Катя увидела раскинутые руки и светлые волосы, растрепанные, светлые космы, подметавшие пол.

Странная фигура в круге света пнула свою добычу ногой, распрямилась.

Джинсы, ветровка, бейсболка – козырек низко нависает…

А на освещенном пятачке у прилавка на полу кругом разложены кухонные ножи – разделочные, для резки мяса, ножи-пилы, ножи-тесаки, гордость и слава золингеновской стали.

Там ведь тогда было три жертвы…

А теперь осталась одна…

Двоих задушили…

А третью…

Продавщицу мороженого…

Кровь текла по всему полу…

Кровь текла по ступенькам, как на бойне…

Тень на стене… гигантская тень на стене…

Я вернулся…

Сейчас вы увидите, что я буду делать с ней…
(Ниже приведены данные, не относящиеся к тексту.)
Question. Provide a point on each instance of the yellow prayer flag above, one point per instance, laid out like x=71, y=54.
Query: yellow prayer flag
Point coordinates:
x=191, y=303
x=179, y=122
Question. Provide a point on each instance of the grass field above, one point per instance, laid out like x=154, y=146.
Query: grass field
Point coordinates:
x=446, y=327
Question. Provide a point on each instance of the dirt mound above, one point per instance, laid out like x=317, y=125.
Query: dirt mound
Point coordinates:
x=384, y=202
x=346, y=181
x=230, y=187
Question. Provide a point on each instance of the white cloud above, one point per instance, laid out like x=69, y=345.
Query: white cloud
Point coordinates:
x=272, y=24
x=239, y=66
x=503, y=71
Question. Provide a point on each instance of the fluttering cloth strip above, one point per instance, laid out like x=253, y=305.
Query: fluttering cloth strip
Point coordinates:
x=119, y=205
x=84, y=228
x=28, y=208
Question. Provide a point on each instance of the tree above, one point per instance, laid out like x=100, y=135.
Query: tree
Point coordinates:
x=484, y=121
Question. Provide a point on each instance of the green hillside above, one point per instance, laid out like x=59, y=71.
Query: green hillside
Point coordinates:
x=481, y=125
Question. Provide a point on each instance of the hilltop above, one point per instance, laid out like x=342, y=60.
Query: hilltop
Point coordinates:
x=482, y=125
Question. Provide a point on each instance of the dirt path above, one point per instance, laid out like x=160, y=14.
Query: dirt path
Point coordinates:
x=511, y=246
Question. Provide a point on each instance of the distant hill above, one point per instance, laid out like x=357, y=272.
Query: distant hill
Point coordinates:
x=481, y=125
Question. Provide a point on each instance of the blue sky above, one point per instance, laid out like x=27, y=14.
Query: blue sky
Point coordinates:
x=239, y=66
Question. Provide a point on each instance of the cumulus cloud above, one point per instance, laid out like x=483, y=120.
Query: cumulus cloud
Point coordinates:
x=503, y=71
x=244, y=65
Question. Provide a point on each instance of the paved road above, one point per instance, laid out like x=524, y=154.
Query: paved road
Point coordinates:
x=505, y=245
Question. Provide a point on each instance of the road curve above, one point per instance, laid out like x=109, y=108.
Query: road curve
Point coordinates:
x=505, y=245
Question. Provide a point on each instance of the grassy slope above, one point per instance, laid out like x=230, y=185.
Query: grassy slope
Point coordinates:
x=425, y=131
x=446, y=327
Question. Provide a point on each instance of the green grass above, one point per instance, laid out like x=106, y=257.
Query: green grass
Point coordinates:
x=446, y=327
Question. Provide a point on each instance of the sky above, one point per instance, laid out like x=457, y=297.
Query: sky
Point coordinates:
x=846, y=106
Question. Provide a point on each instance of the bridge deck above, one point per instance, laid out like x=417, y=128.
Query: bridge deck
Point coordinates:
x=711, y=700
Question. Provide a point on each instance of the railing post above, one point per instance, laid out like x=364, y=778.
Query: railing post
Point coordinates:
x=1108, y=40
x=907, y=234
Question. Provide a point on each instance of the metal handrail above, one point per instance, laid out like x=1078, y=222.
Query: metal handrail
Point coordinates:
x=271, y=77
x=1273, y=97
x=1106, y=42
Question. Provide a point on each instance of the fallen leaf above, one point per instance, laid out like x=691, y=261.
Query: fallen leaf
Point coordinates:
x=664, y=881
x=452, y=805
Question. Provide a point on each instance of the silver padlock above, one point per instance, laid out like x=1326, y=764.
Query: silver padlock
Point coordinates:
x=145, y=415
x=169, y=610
– Не смей!! – Катя крикнула это на весь универмаг, когда увидела руку с ножом, уже занесенную над жертвой…

– Феликс, не смей!!

Вспыхнул свет карманного фонаря – Марк ослепил им нападавшего, и Катя… потрясенная Катя увидела лицо под низко надвинутым козырьком.
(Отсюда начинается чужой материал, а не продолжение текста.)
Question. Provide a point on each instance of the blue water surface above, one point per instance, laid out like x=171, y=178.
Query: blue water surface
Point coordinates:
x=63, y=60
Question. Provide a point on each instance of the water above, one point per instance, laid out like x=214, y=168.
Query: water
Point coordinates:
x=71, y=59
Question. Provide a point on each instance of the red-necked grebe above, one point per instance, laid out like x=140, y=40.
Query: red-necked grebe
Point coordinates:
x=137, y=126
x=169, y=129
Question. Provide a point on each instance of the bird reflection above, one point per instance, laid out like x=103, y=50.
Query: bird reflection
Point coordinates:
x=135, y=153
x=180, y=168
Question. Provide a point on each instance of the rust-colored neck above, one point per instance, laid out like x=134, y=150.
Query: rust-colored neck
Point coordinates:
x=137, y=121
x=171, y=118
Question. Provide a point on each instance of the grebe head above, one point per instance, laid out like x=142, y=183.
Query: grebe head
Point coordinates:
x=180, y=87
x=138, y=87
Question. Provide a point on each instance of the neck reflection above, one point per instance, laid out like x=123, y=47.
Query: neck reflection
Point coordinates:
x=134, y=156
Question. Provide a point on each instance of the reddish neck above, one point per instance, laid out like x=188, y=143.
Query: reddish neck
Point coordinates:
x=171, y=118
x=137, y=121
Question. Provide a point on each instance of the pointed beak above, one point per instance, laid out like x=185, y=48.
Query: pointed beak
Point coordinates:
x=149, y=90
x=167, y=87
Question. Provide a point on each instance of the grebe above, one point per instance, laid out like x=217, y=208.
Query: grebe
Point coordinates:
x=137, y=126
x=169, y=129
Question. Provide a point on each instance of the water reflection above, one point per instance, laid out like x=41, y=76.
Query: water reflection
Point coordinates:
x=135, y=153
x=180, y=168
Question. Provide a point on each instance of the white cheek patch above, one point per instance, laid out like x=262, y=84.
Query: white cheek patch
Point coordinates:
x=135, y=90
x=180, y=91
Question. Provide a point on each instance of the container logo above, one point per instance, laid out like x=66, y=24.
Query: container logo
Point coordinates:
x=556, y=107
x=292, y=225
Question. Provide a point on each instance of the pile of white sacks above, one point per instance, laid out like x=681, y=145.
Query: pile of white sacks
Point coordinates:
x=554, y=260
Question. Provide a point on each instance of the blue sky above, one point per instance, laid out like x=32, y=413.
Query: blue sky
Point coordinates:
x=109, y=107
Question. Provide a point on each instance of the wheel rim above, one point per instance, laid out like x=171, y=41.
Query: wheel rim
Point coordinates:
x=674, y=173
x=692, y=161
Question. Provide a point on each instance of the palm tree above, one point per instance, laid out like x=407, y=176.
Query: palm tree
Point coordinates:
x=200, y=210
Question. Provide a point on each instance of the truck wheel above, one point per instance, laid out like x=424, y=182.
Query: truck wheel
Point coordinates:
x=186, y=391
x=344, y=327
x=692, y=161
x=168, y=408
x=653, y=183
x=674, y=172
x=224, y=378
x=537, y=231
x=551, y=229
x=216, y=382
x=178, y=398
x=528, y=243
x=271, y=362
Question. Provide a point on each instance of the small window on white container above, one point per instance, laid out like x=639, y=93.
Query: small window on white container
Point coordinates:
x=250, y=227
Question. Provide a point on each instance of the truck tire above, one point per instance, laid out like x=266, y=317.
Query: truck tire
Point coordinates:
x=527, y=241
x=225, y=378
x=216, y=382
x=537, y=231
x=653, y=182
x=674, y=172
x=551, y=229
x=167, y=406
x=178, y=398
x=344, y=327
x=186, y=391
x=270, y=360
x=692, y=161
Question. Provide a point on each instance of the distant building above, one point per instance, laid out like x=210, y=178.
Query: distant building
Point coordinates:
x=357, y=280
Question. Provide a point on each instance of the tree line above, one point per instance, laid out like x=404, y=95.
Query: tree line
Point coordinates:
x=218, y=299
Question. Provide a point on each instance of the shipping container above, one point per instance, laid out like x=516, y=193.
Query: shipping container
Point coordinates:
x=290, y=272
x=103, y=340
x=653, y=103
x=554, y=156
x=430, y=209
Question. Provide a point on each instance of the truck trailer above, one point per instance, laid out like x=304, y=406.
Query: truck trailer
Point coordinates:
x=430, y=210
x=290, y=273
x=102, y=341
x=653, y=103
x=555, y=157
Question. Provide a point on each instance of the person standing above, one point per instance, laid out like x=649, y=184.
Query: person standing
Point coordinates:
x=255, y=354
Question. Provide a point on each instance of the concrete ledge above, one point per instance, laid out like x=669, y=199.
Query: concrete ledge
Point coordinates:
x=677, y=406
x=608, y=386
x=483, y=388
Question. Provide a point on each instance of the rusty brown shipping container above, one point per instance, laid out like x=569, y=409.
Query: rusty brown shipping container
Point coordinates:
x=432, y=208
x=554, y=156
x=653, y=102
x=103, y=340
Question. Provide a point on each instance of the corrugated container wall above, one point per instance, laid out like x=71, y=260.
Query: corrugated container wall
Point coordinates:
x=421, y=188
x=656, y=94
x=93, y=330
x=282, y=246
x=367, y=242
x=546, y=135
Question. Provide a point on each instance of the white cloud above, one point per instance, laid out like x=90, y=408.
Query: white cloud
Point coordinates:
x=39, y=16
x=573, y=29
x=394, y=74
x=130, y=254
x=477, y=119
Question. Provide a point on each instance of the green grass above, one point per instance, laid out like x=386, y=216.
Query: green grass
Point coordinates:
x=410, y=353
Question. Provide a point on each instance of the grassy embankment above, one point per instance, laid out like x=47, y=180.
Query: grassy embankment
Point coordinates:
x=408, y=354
– Брось нож, сука!! – крикнул Марк.

Но, не разбирая, кто перед ней, лишь яростно-истерически визжала Ева… Ева Комаровская бросилась на них.

Удар! Разящая сталь…

Катя увернулась и кинулась к лежавшей на полу… Женщина… молодая… совершенно незнакомая… светлые волосы… Рот залеплен скотчем и запах… сильный запах хлороформа…
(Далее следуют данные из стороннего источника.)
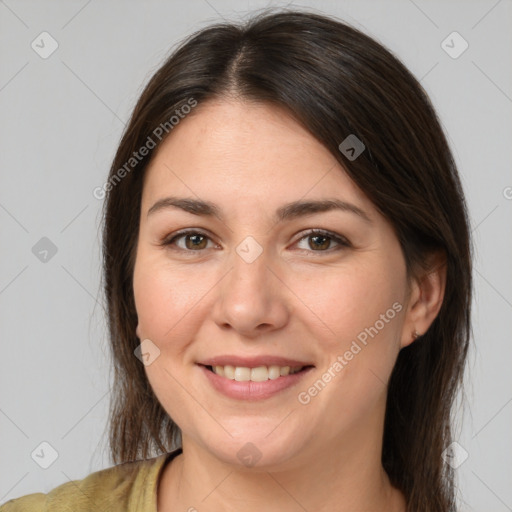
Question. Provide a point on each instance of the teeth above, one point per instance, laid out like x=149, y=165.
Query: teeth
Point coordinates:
x=258, y=374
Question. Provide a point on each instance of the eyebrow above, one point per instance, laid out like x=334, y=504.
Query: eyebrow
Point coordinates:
x=288, y=211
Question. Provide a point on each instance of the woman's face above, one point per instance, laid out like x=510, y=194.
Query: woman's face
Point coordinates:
x=251, y=287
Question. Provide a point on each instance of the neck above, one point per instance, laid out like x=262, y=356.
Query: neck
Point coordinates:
x=342, y=476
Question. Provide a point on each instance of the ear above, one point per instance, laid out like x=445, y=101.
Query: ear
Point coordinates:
x=425, y=298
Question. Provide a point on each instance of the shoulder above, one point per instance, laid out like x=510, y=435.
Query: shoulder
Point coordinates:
x=128, y=486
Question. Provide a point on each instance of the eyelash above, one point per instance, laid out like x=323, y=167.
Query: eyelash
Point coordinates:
x=341, y=241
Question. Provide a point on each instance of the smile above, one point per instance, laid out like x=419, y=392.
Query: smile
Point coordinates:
x=258, y=374
x=253, y=383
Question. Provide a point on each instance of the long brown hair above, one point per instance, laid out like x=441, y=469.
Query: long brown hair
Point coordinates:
x=336, y=81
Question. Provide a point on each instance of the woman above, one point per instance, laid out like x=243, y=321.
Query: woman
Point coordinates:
x=287, y=269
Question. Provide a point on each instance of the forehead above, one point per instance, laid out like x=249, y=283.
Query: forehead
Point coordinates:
x=255, y=153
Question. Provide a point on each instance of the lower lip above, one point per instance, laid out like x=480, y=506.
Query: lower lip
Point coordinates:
x=249, y=390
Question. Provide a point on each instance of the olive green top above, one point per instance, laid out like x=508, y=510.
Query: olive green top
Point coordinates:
x=127, y=487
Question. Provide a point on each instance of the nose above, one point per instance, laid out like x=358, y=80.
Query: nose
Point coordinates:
x=252, y=299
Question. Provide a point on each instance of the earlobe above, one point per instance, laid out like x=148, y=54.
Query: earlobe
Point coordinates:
x=426, y=299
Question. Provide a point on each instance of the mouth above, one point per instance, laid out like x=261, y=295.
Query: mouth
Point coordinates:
x=257, y=381
x=255, y=374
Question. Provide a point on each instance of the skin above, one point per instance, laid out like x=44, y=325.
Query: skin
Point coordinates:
x=298, y=299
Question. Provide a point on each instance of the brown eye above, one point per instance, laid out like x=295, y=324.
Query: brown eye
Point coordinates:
x=320, y=241
x=194, y=241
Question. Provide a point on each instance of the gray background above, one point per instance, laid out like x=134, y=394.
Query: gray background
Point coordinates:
x=61, y=118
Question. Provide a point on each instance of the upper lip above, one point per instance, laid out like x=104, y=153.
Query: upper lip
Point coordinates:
x=252, y=362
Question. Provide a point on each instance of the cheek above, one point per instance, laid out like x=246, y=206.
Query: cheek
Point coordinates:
x=165, y=299
x=346, y=301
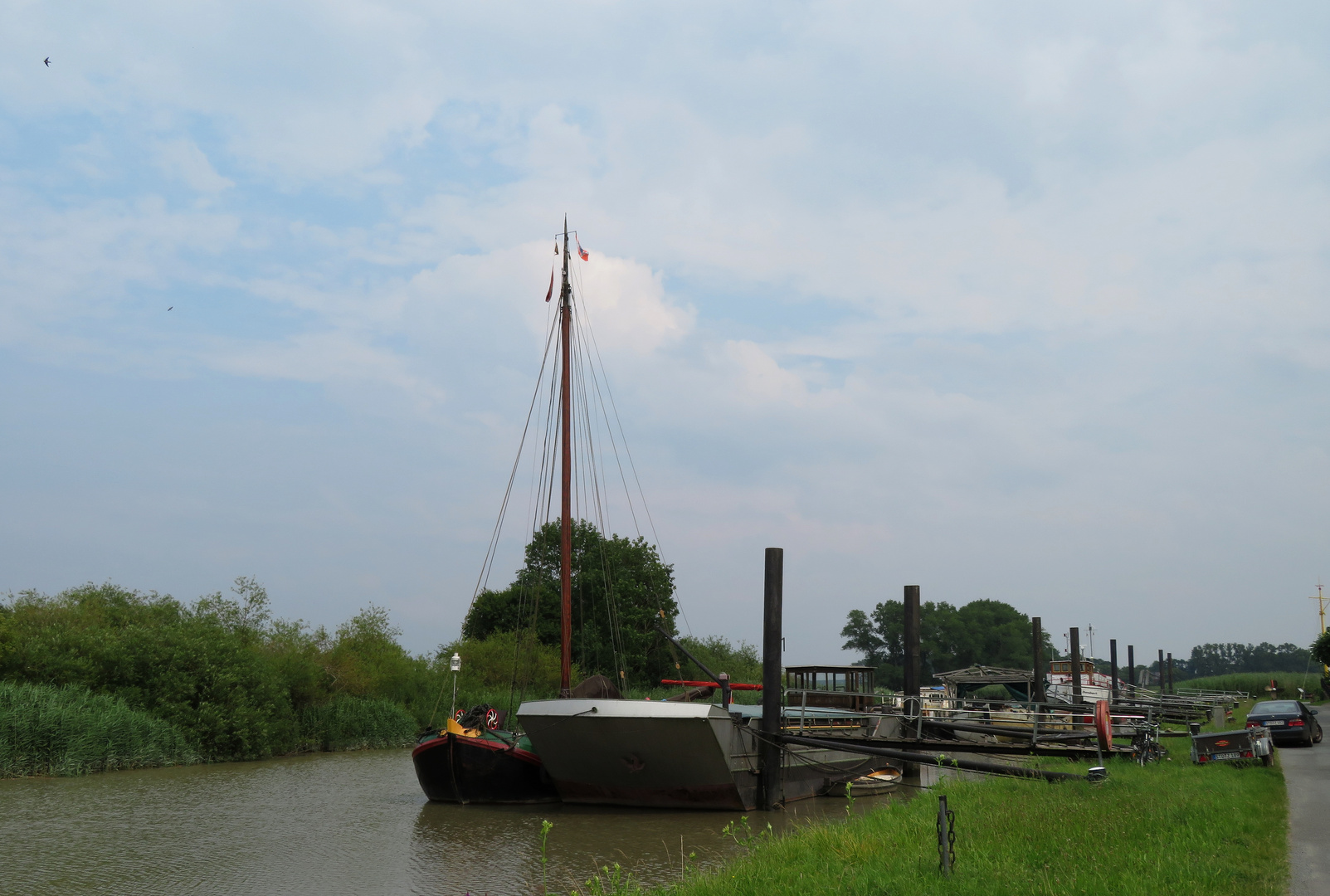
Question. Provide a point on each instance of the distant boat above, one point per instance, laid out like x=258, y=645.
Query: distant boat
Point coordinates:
x=661, y=754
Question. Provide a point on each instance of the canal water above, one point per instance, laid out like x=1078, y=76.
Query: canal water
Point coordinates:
x=328, y=825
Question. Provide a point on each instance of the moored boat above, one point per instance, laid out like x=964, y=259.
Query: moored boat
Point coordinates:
x=672, y=755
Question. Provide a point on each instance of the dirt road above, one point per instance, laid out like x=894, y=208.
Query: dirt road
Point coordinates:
x=1308, y=774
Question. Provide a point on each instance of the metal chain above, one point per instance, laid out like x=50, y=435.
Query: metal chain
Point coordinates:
x=951, y=840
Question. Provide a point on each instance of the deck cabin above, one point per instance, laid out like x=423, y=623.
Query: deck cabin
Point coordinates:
x=847, y=688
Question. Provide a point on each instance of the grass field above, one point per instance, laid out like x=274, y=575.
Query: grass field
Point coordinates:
x=357, y=723
x=1167, y=829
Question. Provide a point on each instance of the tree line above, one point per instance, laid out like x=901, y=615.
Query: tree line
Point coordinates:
x=237, y=681
x=985, y=631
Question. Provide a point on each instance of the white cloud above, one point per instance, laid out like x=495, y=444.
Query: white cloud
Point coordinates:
x=183, y=158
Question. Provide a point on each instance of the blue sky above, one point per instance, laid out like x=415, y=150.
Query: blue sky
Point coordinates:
x=1021, y=302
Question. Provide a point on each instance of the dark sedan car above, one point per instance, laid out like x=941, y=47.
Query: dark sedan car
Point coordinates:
x=1289, y=721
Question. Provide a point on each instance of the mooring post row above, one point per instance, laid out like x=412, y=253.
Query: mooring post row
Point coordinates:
x=769, y=747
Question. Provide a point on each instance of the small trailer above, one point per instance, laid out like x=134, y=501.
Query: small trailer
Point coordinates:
x=1229, y=746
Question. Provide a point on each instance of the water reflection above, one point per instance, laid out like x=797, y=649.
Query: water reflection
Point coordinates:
x=329, y=825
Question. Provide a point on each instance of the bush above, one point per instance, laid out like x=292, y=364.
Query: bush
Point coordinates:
x=1256, y=684
x=70, y=730
x=236, y=682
– Вы живы? – Катя сдернула скотч с ее губ. – Вы живы?!

Удар!

Если бы не Марк, лезвие ножа вошло бы Кате в левое плечо, – Марк мощным ударом отбросил Еву Комаровскую к стеллажам, но она кинулась снова, выкрикивая проклятия.

– Сука, ты меня порезала! Ну держись!

Марк повалил ее на пол, выбил нож и…

Безумная… потерявшая разум… жаждущая крови, она все же была только баба… И сопротивлялась под градом ударов его пудовых кулаков недолго. И вот она затихла, оглушенная болью.

Марк поднялся, наступил на нож.

– Вы живы? – Катя тормошила женщину, лежавшую на полу. Та открыла глаза и застонала. Но этот стон вселял надежду.

– Можете сесть? Дайте я вам помогу, – Катя поддержала ее. – Вы кто?

– Василиса? – Марк, зажимая рукой порез на бедре, подошел к ним, хромая. – Да это ж зазноба моего босса!

– Я Василиса Краузе. – Женщина с помощью Кати поднялась на ноги. – А вы кто? Вы мне жизнь спасли, никогда этого не забуду.

– Я капитан Петровская из милиции. Слава богу, все закончилось… Сейчас я позвоню нашим. – Катя полезла за мобильным телефоном.

Но Марк опередил ее.

– Не надо никуда звонить, детка. – Кровь из раны на бедре пропитала его штанину, но он, казалось, уже не замечал этого.